[FOM] Are the proofs of con(PA) circular?
Daniel Mehkeri
dmehkeri at gmail.com
Thu May 19 22:34:18 EDT 2011
Timothy Chow writes:
> If we offer up Gentzen's proof, we have to explain what epsilon-0
> induction is. This is even less familiar. Is it going to give the
> mathematician warm fuzzies? Probably not. The validity of epsilon-0
> induction is not likely to seem more "self-evident" than the existence
> of N.
Well, here's why I think it could do just that.
The point that statements like "Gentzen proved induction over omega
using induction over epsilon_0" ignore is that we don't need full
epsilon-0 induction, just a restricted form of it. In fact it can be
stated without induction, or talk of well-foundedness, ordinals, or
arbitrary sequences.
Specifically, to prove the 1-consistency of PA, it is sufficient to
believe that, for some structure of order type epsilon-0 (and see what
Vaughan Pratt has written about these), every elementary recursive
descending sequence terminates.
I say that's a hugely important distinction. Consider:
(1) If a certain collection contains 0, and for each n it contains, it
also contains n+1, then that collection contains all the natural numbers.
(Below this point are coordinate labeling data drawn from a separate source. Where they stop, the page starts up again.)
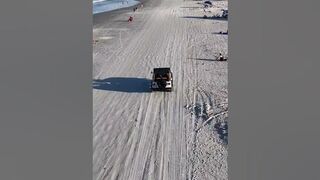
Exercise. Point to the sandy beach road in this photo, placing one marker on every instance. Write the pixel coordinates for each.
(138, 134)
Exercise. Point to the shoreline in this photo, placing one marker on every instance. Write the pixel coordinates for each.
(107, 16)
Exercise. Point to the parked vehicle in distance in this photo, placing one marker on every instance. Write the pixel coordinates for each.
(162, 79)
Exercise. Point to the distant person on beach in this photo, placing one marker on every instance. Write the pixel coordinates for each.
(220, 58)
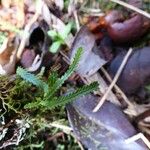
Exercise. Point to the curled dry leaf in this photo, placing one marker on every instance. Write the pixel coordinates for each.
(8, 59)
(136, 72)
(125, 30)
(90, 62)
(108, 128)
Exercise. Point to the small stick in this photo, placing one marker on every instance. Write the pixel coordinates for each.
(137, 137)
(114, 81)
(132, 8)
(76, 20)
(27, 28)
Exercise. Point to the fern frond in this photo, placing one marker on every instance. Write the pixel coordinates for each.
(32, 105)
(60, 101)
(53, 77)
(29, 77)
(68, 73)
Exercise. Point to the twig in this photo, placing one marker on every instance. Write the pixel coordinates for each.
(132, 8)
(76, 20)
(114, 81)
(27, 28)
(137, 137)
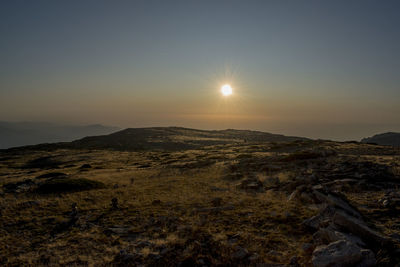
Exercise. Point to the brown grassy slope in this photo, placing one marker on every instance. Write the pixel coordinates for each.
(172, 207)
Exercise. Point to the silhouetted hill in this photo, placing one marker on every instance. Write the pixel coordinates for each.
(387, 139)
(168, 138)
(13, 134)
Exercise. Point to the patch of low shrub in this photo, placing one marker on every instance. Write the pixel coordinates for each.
(65, 185)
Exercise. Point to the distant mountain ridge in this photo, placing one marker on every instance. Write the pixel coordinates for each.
(168, 138)
(387, 139)
(14, 134)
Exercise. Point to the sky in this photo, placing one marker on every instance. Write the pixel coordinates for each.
(319, 69)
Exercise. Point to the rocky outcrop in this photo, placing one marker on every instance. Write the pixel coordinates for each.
(342, 253)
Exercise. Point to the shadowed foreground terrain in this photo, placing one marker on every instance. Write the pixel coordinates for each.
(252, 202)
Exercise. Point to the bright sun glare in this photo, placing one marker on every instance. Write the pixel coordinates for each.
(226, 90)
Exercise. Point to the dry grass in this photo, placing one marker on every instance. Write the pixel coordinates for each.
(161, 201)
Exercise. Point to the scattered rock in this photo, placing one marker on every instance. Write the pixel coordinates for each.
(19, 187)
(340, 253)
(240, 253)
(360, 229)
(51, 175)
(114, 203)
(251, 185)
(216, 201)
(156, 202)
(85, 166)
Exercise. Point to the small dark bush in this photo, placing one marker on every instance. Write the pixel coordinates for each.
(42, 163)
(51, 175)
(302, 155)
(65, 185)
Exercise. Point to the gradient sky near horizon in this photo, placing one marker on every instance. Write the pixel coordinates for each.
(320, 69)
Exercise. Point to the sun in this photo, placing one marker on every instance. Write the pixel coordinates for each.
(226, 90)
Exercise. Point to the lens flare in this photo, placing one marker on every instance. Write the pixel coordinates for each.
(226, 90)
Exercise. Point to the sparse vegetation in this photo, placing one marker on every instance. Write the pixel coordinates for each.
(65, 185)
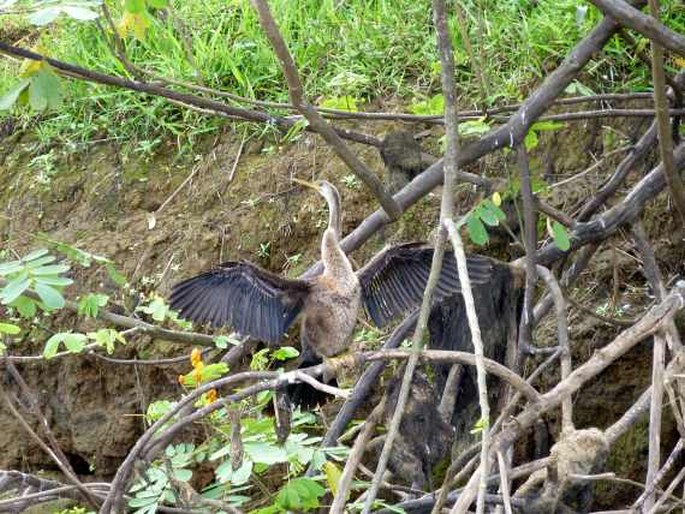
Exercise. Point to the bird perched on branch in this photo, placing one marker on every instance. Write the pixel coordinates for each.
(263, 305)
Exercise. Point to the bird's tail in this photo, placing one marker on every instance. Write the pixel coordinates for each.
(304, 395)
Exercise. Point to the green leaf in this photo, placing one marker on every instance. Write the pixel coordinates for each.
(531, 140)
(7, 268)
(55, 281)
(548, 125)
(157, 308)
(51, 346)
(44, 91)
(135, 6)
(36, 263)
(265, 453)
(225, 473)
(75, 343)
(560, 236)
(480, 425)
(44, 16)
(107, 338)
(90, 304)
(8, 100)
(183, 474)
(473, 128)
(158, 409)
(114, 275)
(51, 297)
(340, 103)
(79, 13)
(476, 230)
(9, 328)
(14, 289)
(285, 353)
(433, 106)
(26, 306)
(490, 214)
(53, 269)
(35, 254)
(577, 88)
(300, 494)
(222, 342)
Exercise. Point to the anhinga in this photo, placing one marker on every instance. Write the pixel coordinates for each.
(263, 305)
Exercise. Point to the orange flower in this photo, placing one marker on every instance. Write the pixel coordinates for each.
(211, 396)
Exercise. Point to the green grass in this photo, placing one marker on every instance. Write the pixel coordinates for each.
(362, 48)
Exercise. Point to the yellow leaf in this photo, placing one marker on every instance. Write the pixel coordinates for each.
(30, 67)
(211, 396)
(137, 23)
(196, 357)
(333, 475)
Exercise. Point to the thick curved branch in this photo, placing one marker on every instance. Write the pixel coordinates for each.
(316, 121)
(206, 104)
(509, 134)
(651, 322)
(141, 326)
(627, 210)
(649, 27)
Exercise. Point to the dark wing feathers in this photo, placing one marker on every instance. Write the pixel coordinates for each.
(394, 281)
(249, 299)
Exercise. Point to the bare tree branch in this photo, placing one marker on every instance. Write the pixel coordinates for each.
(315, 120)
(649, 27)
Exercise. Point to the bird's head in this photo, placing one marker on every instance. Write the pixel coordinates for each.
(332, 196)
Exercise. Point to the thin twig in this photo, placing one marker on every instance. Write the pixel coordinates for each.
(530, 244)
(648, 26)
(506, 494)
(563, 342)
(354, 459)
(316, 121)
(472, 318)
(675, 183)
(654, 456)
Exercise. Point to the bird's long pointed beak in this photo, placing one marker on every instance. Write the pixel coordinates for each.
(306, 184)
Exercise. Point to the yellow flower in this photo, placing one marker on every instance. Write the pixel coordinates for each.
(196, 357)
(211, 396)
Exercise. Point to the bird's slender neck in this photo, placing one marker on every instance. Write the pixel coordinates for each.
(334, 259)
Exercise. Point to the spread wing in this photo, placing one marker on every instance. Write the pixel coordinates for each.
(249, 299)
(393, 282)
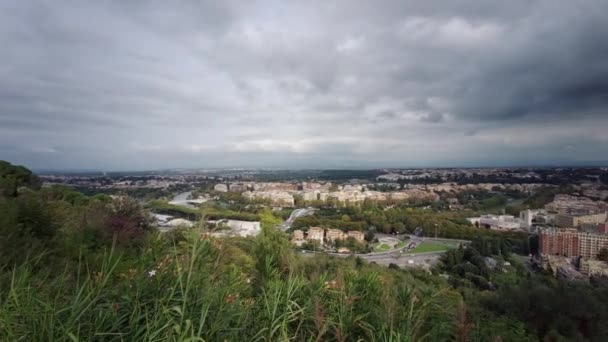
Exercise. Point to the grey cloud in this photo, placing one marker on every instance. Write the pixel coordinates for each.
(206, 83)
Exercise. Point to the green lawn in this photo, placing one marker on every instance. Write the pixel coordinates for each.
(425, 247)
(382, 247)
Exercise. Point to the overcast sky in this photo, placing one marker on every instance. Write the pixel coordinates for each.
(172, 84)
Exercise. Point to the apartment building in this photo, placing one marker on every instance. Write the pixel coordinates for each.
(335, 234)
(316, 233)
(571, 220)
(563, 242)
(570, 242)
(357, 235)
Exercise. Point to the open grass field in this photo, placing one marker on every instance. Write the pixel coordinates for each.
(401, 245)
(425, 247)
(382, 247)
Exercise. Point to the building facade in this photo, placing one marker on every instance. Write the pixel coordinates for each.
(570, 243)
(316, 233)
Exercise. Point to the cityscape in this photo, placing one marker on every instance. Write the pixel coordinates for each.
(339, 170)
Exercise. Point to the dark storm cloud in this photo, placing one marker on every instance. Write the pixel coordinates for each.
(121, 84)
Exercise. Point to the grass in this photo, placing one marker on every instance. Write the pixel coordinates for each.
(193, 296)
(426, 247)
(382, 247)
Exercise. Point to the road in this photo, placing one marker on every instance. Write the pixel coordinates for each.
(181, 199)
(295, 214)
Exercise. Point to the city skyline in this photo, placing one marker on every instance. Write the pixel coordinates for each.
(124, 86)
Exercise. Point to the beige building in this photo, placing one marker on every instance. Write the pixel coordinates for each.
(594, 267)
(220, 187)
(590, 244)
(576, 221)
(335, 234)
(316, 233)
(357, 235)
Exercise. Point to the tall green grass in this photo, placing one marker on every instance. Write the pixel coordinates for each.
(189, 293)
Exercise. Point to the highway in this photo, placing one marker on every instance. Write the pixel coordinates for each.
(295, 214)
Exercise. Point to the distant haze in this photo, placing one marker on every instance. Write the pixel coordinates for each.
(130, 85)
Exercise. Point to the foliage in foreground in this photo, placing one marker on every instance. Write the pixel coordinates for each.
(201, 289)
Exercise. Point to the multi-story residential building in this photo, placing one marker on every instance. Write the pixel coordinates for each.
(528, 218)
(357, 235)
(335, 234)
(220, 187)
(564, 242)
(281, 198)
(499, 221)
(571, 220)
(237, 187)
(565, 203)
(591, 244)
(316, 233)
(570, 242)
(593, 267)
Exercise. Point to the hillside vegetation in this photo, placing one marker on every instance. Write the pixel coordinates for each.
(80, 268)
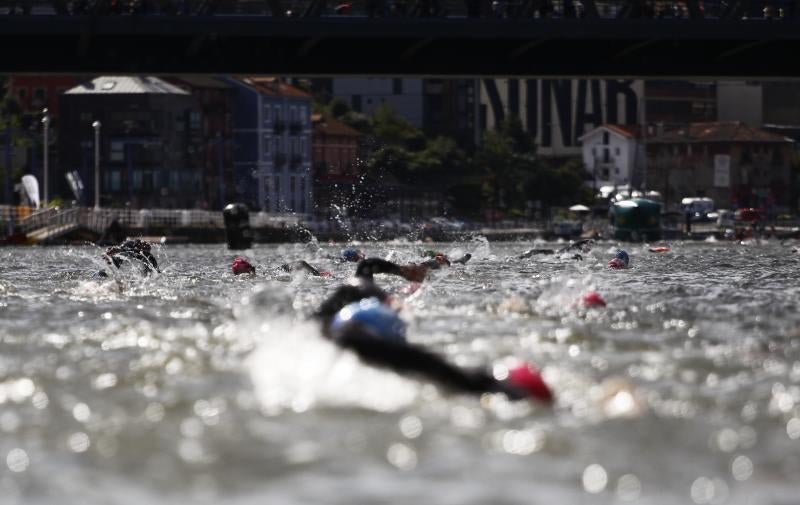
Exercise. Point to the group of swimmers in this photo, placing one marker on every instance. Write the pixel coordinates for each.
(363, 318)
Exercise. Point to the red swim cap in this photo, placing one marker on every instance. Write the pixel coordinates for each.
(616, 263)
(242, 266)
(528, 378)
(592, 299)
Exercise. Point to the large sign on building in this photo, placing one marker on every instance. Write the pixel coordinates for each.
(558, 111)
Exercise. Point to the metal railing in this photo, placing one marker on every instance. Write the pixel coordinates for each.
(597, 9)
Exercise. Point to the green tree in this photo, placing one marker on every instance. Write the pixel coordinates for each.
(508, 159)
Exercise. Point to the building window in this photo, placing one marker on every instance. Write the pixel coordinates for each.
(117, 151)
(302, 194)
(194, 120)
(292, 193)
(267, 142)
(147, 181)
(116, 180)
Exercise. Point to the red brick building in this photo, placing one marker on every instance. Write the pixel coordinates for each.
(733, 163)
(335, 151)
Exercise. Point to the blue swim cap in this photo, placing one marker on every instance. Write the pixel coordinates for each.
(623, 256)
(373, 316)
(352, 255)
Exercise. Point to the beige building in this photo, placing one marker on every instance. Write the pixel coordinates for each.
(734, 164)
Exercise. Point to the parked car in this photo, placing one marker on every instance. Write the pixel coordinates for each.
(725, 218)
(749, 214)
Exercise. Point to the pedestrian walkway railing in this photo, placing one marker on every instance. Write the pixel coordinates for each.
(553, 9)
(27, 219)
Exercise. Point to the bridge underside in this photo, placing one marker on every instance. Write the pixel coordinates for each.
(385, 46)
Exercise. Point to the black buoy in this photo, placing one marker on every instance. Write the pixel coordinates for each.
(238, 234)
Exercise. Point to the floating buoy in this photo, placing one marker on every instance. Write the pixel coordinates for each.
(592, 299)
(528, 378)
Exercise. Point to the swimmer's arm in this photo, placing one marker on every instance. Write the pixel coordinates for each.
(576, 245)
(300, 265)
(371, 266)
(531, 252)
(463, 260)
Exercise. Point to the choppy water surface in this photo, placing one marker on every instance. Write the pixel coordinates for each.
(197, 387)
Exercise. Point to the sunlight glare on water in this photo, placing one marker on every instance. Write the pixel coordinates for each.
(195, 386)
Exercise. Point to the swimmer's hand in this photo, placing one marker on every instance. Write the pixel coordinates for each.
(413, 273)
(463, 260)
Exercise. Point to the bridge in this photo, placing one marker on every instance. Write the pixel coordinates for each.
(444, 38)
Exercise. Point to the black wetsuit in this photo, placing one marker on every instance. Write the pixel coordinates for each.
(300, 266)
(130, 250)
(583, 245)
(402, 357)
(413, 272)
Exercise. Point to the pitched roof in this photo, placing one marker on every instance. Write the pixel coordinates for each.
(123, 85)
(734, 131)
(200, 81)
(272, 86)
(330, 126)
(627, 131)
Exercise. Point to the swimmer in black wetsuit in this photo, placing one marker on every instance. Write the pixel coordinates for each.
(582, 246)
(442, 259)
(415, 272)
(301, 266)
(357, 318)
(130, 250)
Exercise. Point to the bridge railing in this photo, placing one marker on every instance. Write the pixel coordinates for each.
(698, 9)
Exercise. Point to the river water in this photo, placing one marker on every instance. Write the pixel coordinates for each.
(194, 386)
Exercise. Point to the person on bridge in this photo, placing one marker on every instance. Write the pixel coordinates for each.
(133, 251)
(358, 318)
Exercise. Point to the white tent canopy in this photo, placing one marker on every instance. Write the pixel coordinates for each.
(580, 208)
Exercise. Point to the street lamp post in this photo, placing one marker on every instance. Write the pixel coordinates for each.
(46, 176)
(96, 125)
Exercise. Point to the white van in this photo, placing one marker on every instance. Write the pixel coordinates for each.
(698, 206)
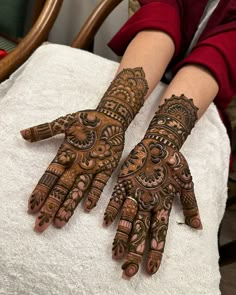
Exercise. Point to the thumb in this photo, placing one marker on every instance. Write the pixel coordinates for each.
(47, 130)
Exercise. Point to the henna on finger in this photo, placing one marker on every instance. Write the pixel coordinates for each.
(128, 214)
(157, 173)
(47, 130)
(158, 232)
(137, 244)
(63, 159)
(95, 191)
Even though this is usually called the "second-order" induction axiom,
it actually doesn't imply the first-order induction axiom scheme of PA
or HA. You also need something like:
(2) every predicate of first-order arithmetic actually defines a
coherent collection.
If what you are in doubt of is (2), then Gentzen's proof could be
immensely valuable. In fact it can be proved without even propositional
logic. (Wikipedia's article on PRA discusses Goodstein's logic-free
system. Add to this system function definition by descent recursion.)